3.7k views Asked by At

I currently have a large set of json data that I'd like to import into Amazon Athena for visualization in Amazon Quicksight. In each json, there are two fields: one is a comma separated string of ids (orderlist), and the other field is an array of strings(locations). Because Quicksight doesn't support array searching, I'm currently resorting to creating a view where I generate crossjoins across the two string arrays:

select id,
 try_CAST(orderid AS bigint) orderid_targeting,
 location
from advertising_json 
CROSS JOIN UNNEST(split(orderlist, ',')) as x(orderid)
CROSS JOIN UNNEST(locations) t (location)

With two cross joins, this can explode out the data to 20x-30x the original size.

If I were working on individual queries on Athena, I could use Presto array functions to search through the arrays. Is there a better way to make these fields accessible for filtering on Quicksight?

1

There are 1 answers

0
Theo On

You have two options: keep doing what you're doing or implement an ETL workflow where you periodically materialise the view, for example using CTAS. The latter has the added benefit that you can produce Parquet files, which could help speed up your queries.
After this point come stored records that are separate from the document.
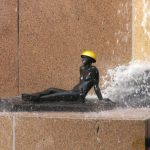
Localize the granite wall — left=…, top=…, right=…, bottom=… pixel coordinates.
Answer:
left=0, top=0, right=132, bottom=96
left=0, top=112, right=149, bottom=150
left=133, top=0, right=150, bottom=62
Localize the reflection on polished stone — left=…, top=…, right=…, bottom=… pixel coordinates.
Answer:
left=0, top=97, right=116, bottom=112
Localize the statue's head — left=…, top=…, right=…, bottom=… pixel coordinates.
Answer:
left=81, top=50, right=96, bottom=65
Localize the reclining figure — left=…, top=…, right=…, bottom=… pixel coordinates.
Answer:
left=22, top=50, right=103, bottom=103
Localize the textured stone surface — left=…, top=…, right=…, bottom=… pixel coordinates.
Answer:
left=133, top=0, right=150, bottom=61
left=0, top=116, right=13, bottom=150
left=20, top=0, right=131, bottom=93
left=0, top=0, right=18, bottom=96
left=16, top=114, right=145, bottom=150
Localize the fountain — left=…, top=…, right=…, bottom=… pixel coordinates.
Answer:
left=0, top=0, right=150, bottom=150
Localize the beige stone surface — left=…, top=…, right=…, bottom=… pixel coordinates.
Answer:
left=0, top=0, right=18, bottom=96
left=132, top=0, right=150, bottom=61
left=19, top=0, right=132, bottom=93
left=0, top=116, right=13, bottom=150
left=16, top=115, right=146, bottom=150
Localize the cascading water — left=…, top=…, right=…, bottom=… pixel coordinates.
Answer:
left=102, top=61, right=150, bottom=107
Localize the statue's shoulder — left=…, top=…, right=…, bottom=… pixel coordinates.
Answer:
left=91, top=66, right=98, bottom=71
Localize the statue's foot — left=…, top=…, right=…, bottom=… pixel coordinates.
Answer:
left=22, top=94, right=39, bottom=101
left=102, top=98, right=116, bottom=104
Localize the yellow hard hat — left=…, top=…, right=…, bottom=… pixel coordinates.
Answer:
left=81, top=50, right=96, bottom=63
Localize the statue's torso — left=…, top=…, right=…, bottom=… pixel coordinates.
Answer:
left=73, top=66, right=99, bottom=95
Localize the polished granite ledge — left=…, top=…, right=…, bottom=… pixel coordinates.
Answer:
left=0, top=108, right=150, bottom=150
left=0, top=97, right=116, bottom=112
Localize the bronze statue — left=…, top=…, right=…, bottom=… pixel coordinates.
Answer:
left=22, top=50, right=103, bottom=103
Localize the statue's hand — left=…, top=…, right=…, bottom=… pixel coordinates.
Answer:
left=102, top=98, right=115, bottom=104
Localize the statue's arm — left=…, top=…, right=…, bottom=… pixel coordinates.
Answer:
left=94, top=84, right=103, bottom=100
left=94, top=70, right=103, bottom=100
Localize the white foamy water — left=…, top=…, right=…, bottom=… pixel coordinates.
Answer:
left=102, top=61, right=150, bottom=106
left=87, top=61, right=150, bottom=107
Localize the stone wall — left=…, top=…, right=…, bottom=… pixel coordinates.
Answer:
left=0, top=0, right=132, bottom=96
left=133, top=0, right=150, bottom=61
left=0, top=110, right=149, bottom=150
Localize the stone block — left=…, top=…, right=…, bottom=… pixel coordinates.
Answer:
left=16, top=113, right=147, bottom=150
left=132, top=0, right=150, bottom=61
left=19, top=0, right=132, bottom=93
left=0, top=116, right=13, bottom=150
left=0, top=0, right=18, bottom=96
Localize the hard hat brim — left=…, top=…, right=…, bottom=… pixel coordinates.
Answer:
left=81, top=55, right=96, bottom=63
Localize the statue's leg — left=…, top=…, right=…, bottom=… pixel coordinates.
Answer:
left=39, top=91, right=85, bottom=103
left=22, top=88, right=65, bottom=101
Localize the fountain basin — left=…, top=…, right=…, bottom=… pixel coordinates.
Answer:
left=0, top=108, right=150, bottom=150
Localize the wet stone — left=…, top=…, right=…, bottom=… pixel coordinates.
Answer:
left=0, top=97, right=116, bottom=112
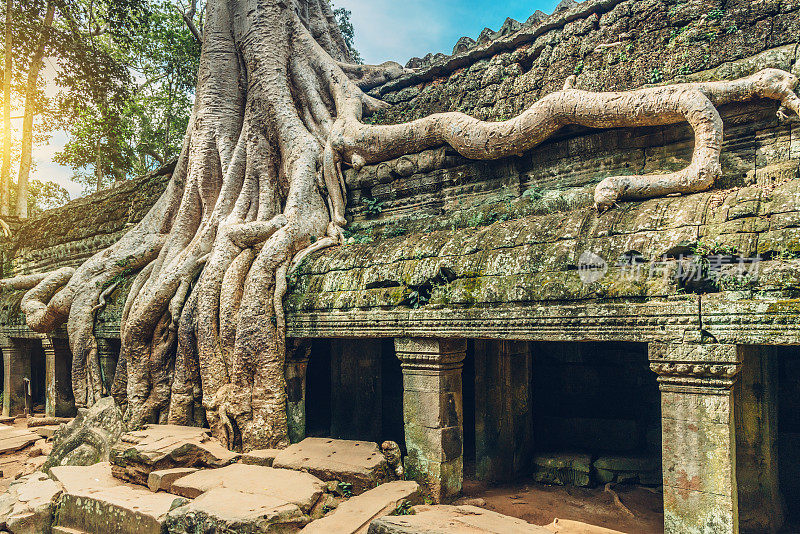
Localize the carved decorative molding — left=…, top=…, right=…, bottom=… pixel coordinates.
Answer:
left=394, top=338, right=467, bottom=371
On the other hand it's not as simple as it sounds. If you're in luck you can use INSERT INTO to transform partitions from your current table into an optimised table after a point in time when they will not change – but in my experience most of the time your most recent data gets updated during some window of time, but you still want to be able to query it during that window. In that situation the ETL process becomes much more complicated since you need to remove data from the optimised table to avoid ending up with duplicate data. It's not hard, it's just a lot of code and juggling S3 and Glue Data Catalog operations so that you never have tables that have duplicate data nor too little data.
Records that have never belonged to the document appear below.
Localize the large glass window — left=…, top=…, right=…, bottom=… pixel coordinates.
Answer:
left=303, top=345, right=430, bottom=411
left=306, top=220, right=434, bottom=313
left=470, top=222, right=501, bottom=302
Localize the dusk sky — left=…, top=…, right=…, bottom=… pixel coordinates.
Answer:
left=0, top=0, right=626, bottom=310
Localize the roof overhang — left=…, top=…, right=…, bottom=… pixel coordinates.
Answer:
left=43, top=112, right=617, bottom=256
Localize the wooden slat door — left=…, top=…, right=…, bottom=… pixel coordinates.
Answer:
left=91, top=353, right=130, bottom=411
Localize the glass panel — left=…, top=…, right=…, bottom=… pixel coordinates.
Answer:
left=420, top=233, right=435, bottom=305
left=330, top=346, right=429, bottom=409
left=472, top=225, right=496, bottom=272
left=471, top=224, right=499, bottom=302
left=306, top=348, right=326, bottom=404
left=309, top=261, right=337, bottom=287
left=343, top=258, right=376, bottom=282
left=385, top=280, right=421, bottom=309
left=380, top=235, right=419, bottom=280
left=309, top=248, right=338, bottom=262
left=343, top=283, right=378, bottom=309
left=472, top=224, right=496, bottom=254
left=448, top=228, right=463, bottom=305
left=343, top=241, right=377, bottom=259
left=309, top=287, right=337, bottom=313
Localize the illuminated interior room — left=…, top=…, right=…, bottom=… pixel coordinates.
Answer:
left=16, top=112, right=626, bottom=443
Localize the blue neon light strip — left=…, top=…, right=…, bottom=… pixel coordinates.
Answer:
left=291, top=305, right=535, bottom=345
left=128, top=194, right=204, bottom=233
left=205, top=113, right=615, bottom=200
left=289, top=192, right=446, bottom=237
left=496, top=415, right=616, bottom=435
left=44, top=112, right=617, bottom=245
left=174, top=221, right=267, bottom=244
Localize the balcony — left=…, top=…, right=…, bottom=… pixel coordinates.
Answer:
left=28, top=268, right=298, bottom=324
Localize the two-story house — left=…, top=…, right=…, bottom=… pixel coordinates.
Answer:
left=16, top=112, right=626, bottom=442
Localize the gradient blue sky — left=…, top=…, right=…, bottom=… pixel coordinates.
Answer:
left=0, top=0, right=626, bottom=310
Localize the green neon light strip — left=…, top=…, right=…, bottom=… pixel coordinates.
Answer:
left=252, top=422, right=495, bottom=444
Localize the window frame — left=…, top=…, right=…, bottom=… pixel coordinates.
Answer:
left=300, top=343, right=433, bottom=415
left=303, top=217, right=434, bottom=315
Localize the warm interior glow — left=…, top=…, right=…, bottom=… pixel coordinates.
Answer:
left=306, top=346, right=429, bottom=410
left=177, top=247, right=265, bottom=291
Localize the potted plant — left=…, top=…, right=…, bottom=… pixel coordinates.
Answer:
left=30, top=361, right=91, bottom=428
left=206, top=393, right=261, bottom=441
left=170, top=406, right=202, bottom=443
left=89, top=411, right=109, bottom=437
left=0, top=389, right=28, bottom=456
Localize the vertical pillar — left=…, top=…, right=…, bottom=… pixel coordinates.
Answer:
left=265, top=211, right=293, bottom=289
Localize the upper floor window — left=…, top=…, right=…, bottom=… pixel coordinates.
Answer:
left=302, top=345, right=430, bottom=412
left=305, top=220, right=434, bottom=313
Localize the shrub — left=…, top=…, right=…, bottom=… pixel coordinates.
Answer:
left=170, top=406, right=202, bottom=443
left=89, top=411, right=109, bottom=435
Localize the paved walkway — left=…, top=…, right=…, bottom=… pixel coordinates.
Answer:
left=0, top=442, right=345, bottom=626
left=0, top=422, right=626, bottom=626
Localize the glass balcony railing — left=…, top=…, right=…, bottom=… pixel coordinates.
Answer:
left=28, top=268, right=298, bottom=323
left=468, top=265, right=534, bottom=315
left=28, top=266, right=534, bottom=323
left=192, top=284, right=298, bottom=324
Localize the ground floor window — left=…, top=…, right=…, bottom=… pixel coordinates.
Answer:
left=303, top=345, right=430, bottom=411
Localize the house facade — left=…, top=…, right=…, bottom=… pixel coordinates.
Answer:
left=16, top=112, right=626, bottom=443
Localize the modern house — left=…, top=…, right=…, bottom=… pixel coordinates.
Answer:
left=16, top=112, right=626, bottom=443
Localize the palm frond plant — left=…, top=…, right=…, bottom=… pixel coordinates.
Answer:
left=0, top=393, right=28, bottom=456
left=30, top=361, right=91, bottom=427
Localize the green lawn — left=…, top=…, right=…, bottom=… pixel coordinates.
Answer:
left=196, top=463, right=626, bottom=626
Unless you feel like your current setup with the view is too slow, don't go implementing something big and complicated. Remember that you pay for bytes scanned in Athena, not the amount of time Athena spends crunching your query. You get quite a lot of compute power running your queries and in my experience there's rarely any point in micro-optimisation of queries, the gains you make are orders of magnitude lower than minimising the amount of data you process, either through clever partitioning or moving to columnar file formats. Most of the time the gains from small optimisations are not measurable because the error bars caused by Athena's query queue and waiting for S3 operations. You may get your query to run 50ms faster, but sometimes it gets queued for 500ms, and spends another 2000ms doing list operations on S3 so how can you tell?

If you decide to go down the materialisation route, first do it once using CTAS and run your QuickSight visualisation against the results. Don't implement the whole ETL workflow before you've checked that you get something that is significantly more performant.
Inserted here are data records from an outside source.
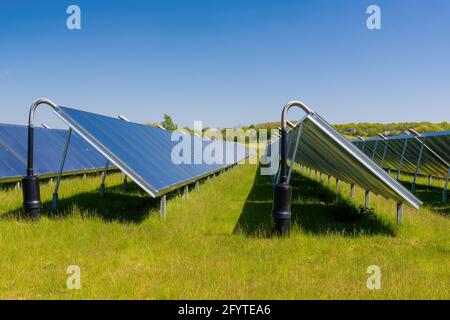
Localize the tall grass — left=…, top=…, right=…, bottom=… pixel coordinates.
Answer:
left=0, top=165, right=450, bottom=299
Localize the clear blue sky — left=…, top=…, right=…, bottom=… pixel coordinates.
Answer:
left=0, top=0, right=450, bottom=127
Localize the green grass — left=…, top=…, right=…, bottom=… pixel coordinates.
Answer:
left=0, top=165, right=450, bottom=299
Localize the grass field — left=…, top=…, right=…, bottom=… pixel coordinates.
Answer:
left=0, top=165, right=450, bottom=299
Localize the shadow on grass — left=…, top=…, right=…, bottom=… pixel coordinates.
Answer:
left=234, top=171, right=396, bottom=237
left=400, top=181, right=450, bottom=217
left=1, top=182, right=167, bottom=223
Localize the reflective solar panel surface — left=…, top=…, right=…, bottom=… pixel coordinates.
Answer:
left=0, top=124, right=111, bottom=182
left=353, top=131, right=450, bottom=178
left=268, top=113, right=422, bottom=208
left=55, top=106, right=250, bottom=197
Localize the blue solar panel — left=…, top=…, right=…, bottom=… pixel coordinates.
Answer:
left=352, top=131, right=450, bottom=179
left=55, top=107, right=253, bottom=197
left=0, top=124, right=111, bottom=182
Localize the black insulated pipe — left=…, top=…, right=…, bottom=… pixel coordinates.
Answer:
left=272, top=101, right=312, bottom=236
left=22, top=99, right=57, bottom=219
left=22, top=121, right=42, bottom=219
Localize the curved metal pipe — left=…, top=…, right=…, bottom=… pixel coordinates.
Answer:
left=27, top=98, right=58, bottom=176
left=22, top=99, right=58, bottom=219
left=280, top=100, right=314, bottom=182
left=272, top=101, right=313, bottom=236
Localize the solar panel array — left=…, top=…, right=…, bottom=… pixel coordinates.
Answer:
left=268, top=112, right=422, bottom=208
left=352, top=131, right=450, bottom=179
left=0, top=124, right=111, bottom=182
left=54, top=106, right=251, bottom=197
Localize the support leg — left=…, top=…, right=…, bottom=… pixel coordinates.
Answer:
left=160, top=195, right=167, bottom=221
left=123, top=176, right=128, bottom=192
left=52, top=128, right=72, bottom=211
left=350, top=184, right=356, bottom=201
left=100, top=160, right=109, bottom=197
left=397, top=203, right=403, bottom=226
left=442, top=167, right=450, bottom=203
left=365, top=190, right=370, bottom=208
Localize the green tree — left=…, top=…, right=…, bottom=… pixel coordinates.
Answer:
left=161, top=113, right=178, bottom=131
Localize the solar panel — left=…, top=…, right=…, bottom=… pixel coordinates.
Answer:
left=289, top=113, right=422, bottom=208
left=0, top=124, right=111, bottom=182
left=267, top=101, right=422, bottom=235
left=352, top=131, right=450, bottom=179
left=50, top=106, right=250, bottom=197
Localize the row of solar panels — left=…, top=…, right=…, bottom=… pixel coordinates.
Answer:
left=352, top=131, right=450, bottom=179
left=0, top=124, right=112, bottom=182
left=267, top=107, right=422, bottom=208
left=0, top=106, right=251, bottom=197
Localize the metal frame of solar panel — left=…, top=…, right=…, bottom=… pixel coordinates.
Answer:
left=352, top=131, right=450, bottom=203
left=0, top=124, right=112, bottom=183
left=23, top=99, right=251, bottom=219
left=268, top=101, right=422, bottom=235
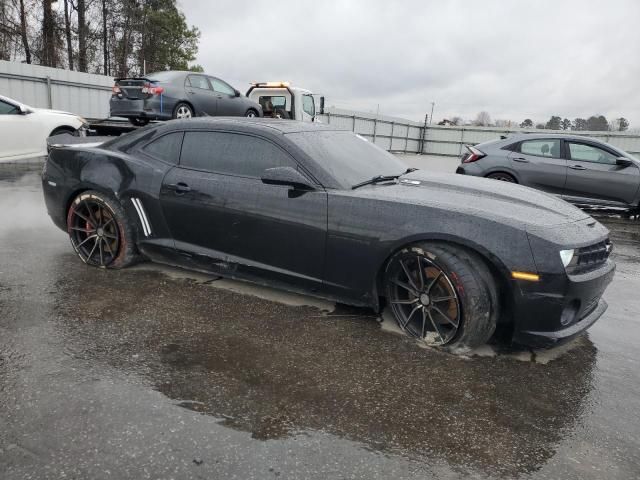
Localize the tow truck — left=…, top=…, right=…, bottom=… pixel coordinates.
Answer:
left=47, top=82, right=324, bottom=149
left=246, top=82, right=324, bottom=122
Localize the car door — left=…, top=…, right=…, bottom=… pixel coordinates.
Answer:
left=509, top=138, right=567, bottom=194
left=160, top=131, right=327, bottom=290
left=209, top=77, right=245, bottom=116
left=0, top=100, right=42, bottom=158
left=300, top=94, right=316, bottom=122
left=184, top=75, right=218, bottom=116
left=565, top=140, right=640, bottom=205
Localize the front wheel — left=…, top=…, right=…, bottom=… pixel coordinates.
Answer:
left=67, top=191, right=139, bottom=268
left=385, top=243, right=498, bottom=353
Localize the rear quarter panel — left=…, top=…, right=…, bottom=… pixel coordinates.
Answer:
left=43, top=148, right=171, bottom=237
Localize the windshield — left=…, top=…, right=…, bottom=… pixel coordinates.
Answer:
left=287, top=131, right=407, bottom=188
left=144, top=70, right=182, bottom=83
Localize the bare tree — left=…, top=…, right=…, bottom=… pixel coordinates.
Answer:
left=102, top=0, right=110, bottom=75
left=64, top=0, right=73, bottom=70
left=77, top=0, right=88, bottom=72
left=40, top=0, right=58, bottom=67
left=20, top=0, right=31, bottom=63
left=473, top=110, right=491, bottom=127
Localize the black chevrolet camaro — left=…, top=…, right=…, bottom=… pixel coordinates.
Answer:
left=43, top=118, right=615, bottom=351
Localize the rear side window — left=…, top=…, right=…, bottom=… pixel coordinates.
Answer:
left=209, top=77, right=236, bottom=97
left=520, top=139, right=561, bottom=158
left=0, top=100, right=18, bottom=115
left=180, top=132, right=297, bottom=178
left=569, top=143, right=616, bottom=165
left=142, top=132, right=184, bottom=165
left=187, top=75, right=211, bottom=90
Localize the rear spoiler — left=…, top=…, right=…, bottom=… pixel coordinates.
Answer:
left=113, top=77, right=158, bottom=82
left=47, top=133, right=114, bottom=152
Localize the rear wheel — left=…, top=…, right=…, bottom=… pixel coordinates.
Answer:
left=129, top=117, right=149, bottom=127
left=173, top=102, right=194, bottom=118
left=385, top=243, right=498, bottom=353
left=67, top=191, right=139, bottom=268
left=487, top=172, right=518, bottom=183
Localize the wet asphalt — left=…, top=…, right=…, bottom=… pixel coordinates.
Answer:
left=0, top=166, right=640, bottom=480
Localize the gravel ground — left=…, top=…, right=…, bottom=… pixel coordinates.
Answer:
left=0, top=163, right=640, bottom=480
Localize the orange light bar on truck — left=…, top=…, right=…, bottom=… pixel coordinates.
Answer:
left=251, top=82, right=289, bottom=87
left=511, top=272, right=540, bottom=282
If all you are worried about is that it's less performant to apply filters after the unnesting of your arrays than using array functions, write the two versions of the query and benchmark them against each other. I suspect array functions are going to be slightly faster – but for the same reasons I mentioned above, the gains may drown in the error bars caused by Athena's queuing and other operations.

Make sure to benchmark at different points during the day, and be especially conscious of the fact that top-of-the-hour behaviour in Athena is extremely different from other times (run queries at 10:00 and then at 10:10 – your total execution times will be very different because everyone's cron jobs run at the top of the hour).